Autre petit exemple : existerait il beaucoup de satsuki si nous leurs donnions la forme naturelle d'une azalée pleine terre ?

 

Quand je vois des masters pièces de feuillus, reflétant le vieil arbre dans toute sa splendeur , il a bien l'immense majorité de sa ramure qui s'est inclinée vers le sol . 

salut, c'est marrant on en parlait plus ou moins avec un ami cet après midi.

 

c'est venu en parlant d'un érable du japon, qu'il serait inapproprié de le faire en forme battu par les vents étant donné que l'érable du japon n'aime pas le vent... même si la culture du bonsaï et le fait que la forme ne vient pas du vent le permettent.

ça a dérivé ensuite sur le fait que les "plateaux" étaient plutôt réservées aux conifères qu'aux feuillus.

 

mon avis personnel: c'est un avantage de garder l'"esprit" de l'essence que l'on forme en bonsaï, ça lui rajoute un charme naturel. je suis hélas passé à coté de cette vision du bonsaï pendant trop longtemps, ce n'est pas toujours facile à appliquer et encore moin à rattraper sur des feuillus que l'on a commencé à former comme des conifères.

 

C'est surtout le cas pour les essences d'arbres (6m et +), quand on commence à travailler des essences d'arbustes... sauf exception, il n'y a pas vraiment d'"esprit" à retransmettre, comme l'azalée que tu cite et bien d'autres.

 

ma compagne (qui n'y connais strictement rien mais voit et commente mes bonsaï ou ceux des magasines à sa façon) a tendance à préférer ceux qu'elle arrive à imaginer dans la nature, dans une scène de vie, avec des animaux ou des gens qui se promènent en dessous, sur le flan d'une montagne etc... Elle a entre autre un faible pour les formes en balai (pas de jeux de mot sur les femmes qui aiment les balais svp! :spb102:) et les forets. Elle n'apprécie pas certains arbres de haut niveau (parmis ceux des magasines) par exemple avec des formes alambiquées et beaucoup de bois mort car elle n'arrive pas à se les représenter en grand. Donc le coté naturel peut aussi toucher des "incultes" de la même manière que les bonsaï de jardinerie sont l'image du bonsaï pour de nombreuses personnes.

 

Cependant, il y a un esprit à garder, mais certains détails à modifier et/ou amplifier (proportions, directions des ramifications fines, conicité...), pour que le résultat soit superbe, c'est normal qu'un bonsaï (œuvre artistique) ne soit pas juste un modèle réduit d'un arbre de la nature.

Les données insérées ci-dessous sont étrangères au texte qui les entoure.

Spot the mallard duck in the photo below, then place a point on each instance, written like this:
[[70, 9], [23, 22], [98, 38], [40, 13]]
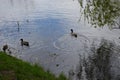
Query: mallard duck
[[5, 47], [73, 34], [24, 43]]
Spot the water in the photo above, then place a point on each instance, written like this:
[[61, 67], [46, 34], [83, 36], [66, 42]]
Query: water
[[46, 25]]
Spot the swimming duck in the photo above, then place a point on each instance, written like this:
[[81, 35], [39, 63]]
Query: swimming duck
[[73, 34], [5, 47], [24, 43]]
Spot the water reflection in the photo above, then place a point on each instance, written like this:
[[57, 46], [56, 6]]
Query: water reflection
[[46, 25]]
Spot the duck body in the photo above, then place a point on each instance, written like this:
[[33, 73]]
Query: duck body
[[5, 47], [24, 43], [73, 34]]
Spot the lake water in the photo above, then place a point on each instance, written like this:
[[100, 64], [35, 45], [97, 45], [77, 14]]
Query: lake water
[[46, 25]]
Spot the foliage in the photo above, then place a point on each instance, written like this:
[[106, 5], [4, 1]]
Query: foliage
[[101, 12], [15, 69]]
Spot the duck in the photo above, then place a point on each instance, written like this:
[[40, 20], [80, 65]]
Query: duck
[[5, 47], [25, 43], [73, 34]]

ça dépend de la perception que l'on a ...tout comme un arbre peut plaire à certains mais pas à tous....Moi par ex j'accroche pas sur un prunus mahaleb ou un érable construits comme un pin.Je pense que je n'apprécierai pas non plus un pin construit comme un feuillus.C'est en partie lié à mon apprentissage.Après le regard que j'ai aujourdh'ui n'est pas celui que j'avais hier.Par contre je peux apprécier des burtons sans doute à cause du côté imaginaire.J'aime pas non plus les arbres trop stéréotypés.Après c'est fugace, je dois ressentir une émotion.Ce  n'est que ma vision et il y en a pleins d'autres puis le premier à satisfaire n'est pas le spectateur mais l'artiste non ?.@+

Pour moi un pin forme naturellement des plateaux, plus ou moins rigoureux, mais quasiment toujours des plateaux!^^

Si ce n'est pas le cas, bien souvent c'est que l'arbre est encore à un stade juvénile. En tous cas c'est ce qu'il m'inspire.. Il peut être grand certes, plus que ses voisins, mais c'est qu'il a des conditions plus favorables qu'eux.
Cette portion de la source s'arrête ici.